The practical effect in our validation: adding transaction graph features to a cash-flow aggregate baseline increases Gini on thin-file populations by 3–7 percentage points (depending on segment and lookback window). For a risk model that may already have a Gini in the 40–50% range on thin-file populations — substantially below the 55–65% Gini that bureau models achieve on prime populations — a 5-point improvement is meaningful.
We're not claiming transaction graph features are a complete solution for thin-file underwriting. They're one component of a feature architecture that also includes cash-flow velocity, income stability, and recurring payment consistency. The value of graph features is specifically in the structural information they capture that aggregate features don't — and that value is most pronounced in the thin-file segment where every additional predictive dimension is worth incorporating.
Interpretability and Adverse Action
Graph features present a particular adverse action challenge: it's difficult to explain "your transaction network has a low Herfindahl-Hirschman Index" in consumer-facing language. The mapping from technical feature to adverse action reason code requires extra care.

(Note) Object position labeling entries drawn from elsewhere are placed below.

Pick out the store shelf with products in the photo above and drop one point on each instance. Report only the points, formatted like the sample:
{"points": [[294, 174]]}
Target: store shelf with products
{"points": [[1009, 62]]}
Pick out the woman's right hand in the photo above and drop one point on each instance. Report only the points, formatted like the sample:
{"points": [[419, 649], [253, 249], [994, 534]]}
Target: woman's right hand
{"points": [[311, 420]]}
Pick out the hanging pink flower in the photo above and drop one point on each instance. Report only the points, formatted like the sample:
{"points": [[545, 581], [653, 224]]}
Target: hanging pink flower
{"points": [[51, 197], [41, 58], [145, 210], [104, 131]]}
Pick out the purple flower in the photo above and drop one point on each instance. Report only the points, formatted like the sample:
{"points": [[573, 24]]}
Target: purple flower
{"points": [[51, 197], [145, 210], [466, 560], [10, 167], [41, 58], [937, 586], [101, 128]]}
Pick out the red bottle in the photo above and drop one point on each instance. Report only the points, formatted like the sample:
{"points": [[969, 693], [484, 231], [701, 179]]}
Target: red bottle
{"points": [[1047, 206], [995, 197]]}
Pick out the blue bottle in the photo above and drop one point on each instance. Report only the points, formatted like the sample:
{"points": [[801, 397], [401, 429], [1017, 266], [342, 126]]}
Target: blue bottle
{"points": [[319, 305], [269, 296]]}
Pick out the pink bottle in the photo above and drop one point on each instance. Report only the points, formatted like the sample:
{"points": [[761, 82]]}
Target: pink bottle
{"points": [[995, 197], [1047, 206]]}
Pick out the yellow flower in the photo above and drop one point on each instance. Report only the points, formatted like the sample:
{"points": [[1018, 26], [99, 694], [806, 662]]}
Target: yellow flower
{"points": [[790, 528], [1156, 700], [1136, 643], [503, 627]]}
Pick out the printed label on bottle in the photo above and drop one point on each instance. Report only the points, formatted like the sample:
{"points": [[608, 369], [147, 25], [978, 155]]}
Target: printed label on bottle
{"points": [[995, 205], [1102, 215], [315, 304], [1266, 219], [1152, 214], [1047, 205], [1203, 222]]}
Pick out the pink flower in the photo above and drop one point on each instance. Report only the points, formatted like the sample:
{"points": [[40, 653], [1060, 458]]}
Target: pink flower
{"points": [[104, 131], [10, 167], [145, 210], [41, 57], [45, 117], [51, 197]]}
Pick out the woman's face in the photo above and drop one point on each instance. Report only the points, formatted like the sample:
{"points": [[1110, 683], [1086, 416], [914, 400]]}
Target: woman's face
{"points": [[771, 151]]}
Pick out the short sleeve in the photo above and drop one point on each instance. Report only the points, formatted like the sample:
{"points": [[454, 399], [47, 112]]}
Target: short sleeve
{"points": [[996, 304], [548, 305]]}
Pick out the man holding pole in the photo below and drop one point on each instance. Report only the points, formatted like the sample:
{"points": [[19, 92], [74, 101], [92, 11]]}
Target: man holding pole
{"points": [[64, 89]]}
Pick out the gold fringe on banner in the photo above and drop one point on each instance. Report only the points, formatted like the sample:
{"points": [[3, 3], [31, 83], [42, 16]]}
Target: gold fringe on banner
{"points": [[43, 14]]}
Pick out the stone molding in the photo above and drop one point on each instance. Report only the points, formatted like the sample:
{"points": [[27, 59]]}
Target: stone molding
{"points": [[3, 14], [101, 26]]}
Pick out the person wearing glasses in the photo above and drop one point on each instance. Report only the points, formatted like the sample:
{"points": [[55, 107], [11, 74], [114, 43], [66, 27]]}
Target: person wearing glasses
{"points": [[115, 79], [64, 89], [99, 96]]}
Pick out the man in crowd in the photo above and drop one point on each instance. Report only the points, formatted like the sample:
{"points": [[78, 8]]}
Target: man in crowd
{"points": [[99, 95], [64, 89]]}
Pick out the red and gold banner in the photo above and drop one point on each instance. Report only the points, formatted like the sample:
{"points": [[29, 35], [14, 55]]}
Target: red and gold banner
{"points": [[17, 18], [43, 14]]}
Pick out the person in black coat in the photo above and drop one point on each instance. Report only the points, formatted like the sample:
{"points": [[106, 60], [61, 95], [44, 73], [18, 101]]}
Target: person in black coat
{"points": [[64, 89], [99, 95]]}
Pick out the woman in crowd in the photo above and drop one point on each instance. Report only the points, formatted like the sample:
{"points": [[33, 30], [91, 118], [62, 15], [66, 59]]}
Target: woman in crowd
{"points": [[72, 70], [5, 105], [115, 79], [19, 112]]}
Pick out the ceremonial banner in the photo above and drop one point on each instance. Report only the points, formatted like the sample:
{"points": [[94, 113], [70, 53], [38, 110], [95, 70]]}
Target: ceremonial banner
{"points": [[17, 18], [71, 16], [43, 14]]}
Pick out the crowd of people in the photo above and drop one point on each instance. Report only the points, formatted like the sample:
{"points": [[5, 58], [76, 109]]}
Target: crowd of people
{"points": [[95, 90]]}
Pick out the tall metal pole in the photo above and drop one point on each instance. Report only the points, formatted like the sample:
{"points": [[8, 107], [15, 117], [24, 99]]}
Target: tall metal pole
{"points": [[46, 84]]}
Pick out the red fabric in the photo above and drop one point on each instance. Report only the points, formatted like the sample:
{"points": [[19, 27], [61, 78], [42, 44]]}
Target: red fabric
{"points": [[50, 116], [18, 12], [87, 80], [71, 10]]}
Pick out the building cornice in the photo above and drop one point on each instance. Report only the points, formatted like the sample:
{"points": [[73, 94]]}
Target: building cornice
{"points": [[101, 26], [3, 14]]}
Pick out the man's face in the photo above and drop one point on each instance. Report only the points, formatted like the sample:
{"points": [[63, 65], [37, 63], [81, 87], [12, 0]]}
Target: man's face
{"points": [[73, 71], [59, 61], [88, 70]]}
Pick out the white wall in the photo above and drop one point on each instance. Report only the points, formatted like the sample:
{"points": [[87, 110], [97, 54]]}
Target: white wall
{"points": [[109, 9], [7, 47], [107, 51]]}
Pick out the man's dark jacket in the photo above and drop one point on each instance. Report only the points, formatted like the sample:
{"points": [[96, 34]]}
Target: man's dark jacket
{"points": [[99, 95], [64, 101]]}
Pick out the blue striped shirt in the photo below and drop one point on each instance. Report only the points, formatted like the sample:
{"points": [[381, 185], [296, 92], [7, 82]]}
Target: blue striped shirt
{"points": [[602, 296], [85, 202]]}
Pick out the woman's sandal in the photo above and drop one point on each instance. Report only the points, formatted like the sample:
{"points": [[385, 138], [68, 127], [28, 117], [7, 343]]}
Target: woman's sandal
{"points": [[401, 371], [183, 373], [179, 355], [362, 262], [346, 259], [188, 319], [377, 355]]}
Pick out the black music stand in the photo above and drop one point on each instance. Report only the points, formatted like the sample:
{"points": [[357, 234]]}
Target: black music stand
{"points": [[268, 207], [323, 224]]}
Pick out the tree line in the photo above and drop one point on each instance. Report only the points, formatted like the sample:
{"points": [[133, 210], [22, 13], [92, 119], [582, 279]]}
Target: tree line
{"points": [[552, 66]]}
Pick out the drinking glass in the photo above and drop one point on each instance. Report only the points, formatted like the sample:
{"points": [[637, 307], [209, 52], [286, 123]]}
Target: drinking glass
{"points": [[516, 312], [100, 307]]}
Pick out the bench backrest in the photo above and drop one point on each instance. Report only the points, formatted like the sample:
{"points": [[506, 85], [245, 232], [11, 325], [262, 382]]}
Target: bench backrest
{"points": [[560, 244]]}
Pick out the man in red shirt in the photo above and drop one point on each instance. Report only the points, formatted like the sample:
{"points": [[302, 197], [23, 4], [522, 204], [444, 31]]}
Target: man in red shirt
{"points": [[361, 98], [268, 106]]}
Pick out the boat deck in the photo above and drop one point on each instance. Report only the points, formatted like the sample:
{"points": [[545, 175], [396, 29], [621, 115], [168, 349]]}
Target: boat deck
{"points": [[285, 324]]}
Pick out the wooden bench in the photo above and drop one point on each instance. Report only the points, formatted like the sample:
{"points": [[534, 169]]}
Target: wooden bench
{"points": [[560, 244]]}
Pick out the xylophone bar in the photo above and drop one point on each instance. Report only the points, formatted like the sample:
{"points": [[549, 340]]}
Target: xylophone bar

For graph-derived decline contributions, the adverse action reason statement needs to translate the underlying signal without requiring the applicant to understand network theory. "Your bank account shows irregular and varied payment activity that was not consistent with our underwriting standards" captures the graph dispersion signal in interpretable terms. "Frequent transfers to payment apps were not consistent with the financial stability our underwriting requires" captures the peer transfer ratio signal.

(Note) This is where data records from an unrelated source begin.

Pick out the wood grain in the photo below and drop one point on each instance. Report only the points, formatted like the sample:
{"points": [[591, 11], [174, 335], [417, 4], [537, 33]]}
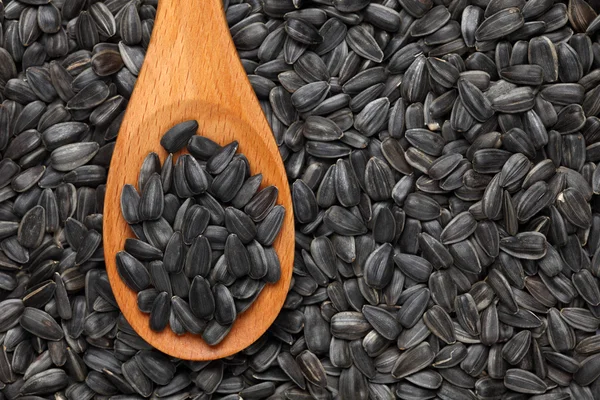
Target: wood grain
{"points": [[192, 71]]}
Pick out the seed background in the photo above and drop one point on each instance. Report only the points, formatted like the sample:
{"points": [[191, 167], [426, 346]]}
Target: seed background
{"points": [[456, 277]]}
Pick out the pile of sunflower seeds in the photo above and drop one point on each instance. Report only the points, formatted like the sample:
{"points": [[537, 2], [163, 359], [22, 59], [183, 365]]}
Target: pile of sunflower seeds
{"points": [[443, 158], [203, 251]]}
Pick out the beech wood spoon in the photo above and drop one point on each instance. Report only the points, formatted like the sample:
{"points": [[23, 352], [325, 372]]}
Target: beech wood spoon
{"points": [[192, 71]]}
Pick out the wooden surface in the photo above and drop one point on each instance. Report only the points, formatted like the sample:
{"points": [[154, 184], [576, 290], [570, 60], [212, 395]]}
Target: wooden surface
{"points": [[192, 71]]}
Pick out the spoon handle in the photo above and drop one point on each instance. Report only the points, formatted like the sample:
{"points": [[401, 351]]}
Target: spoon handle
{"points": [[192, 56]]}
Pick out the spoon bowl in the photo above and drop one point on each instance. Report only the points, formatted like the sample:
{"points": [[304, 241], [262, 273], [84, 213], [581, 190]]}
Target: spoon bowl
{"points": [[192, 71]]}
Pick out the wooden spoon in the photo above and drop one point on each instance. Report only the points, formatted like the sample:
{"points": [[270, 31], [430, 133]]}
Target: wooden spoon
{"points": [[192, 71]]}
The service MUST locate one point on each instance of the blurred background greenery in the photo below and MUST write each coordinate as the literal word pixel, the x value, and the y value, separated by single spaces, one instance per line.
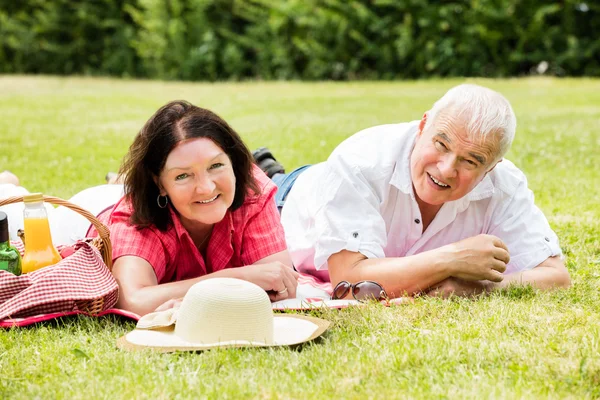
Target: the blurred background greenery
pixel 300 39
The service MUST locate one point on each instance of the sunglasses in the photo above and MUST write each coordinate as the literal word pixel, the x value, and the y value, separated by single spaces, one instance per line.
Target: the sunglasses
pixel 361 291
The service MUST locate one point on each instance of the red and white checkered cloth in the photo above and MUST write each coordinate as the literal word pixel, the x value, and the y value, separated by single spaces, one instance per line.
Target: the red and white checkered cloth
pixel 70 285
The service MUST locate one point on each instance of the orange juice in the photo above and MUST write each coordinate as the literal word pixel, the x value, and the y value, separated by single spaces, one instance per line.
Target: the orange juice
pixel 39 250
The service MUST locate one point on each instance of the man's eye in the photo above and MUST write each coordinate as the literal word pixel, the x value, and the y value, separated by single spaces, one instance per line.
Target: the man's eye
pixel 440 145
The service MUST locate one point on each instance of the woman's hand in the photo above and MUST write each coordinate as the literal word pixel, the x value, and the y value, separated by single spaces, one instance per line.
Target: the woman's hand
pixel 173 303
pixel 276 278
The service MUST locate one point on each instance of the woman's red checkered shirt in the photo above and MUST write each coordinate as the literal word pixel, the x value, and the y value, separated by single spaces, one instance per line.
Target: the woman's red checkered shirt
pixel 244 236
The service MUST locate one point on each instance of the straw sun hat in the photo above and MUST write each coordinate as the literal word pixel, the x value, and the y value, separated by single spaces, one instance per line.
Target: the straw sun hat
pixel 221 312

These translations are approximate — they're reason-code proxies that communicate the decision rationale in actionable terms, not precise technical descriptions of the feature. That level of approximation is inherent to adverse action in any complex model, and it's explicitly acknowledged in the CFPB's guidance on algorithmic adverse action explanation. The requirement is that the reason statement be accurate (the feature described did contribute to the decline) and actionable (the applicant understands what behavior change might lead to a different outcome). Graph-feature reason codes can meet that bar with deliberate mapping work.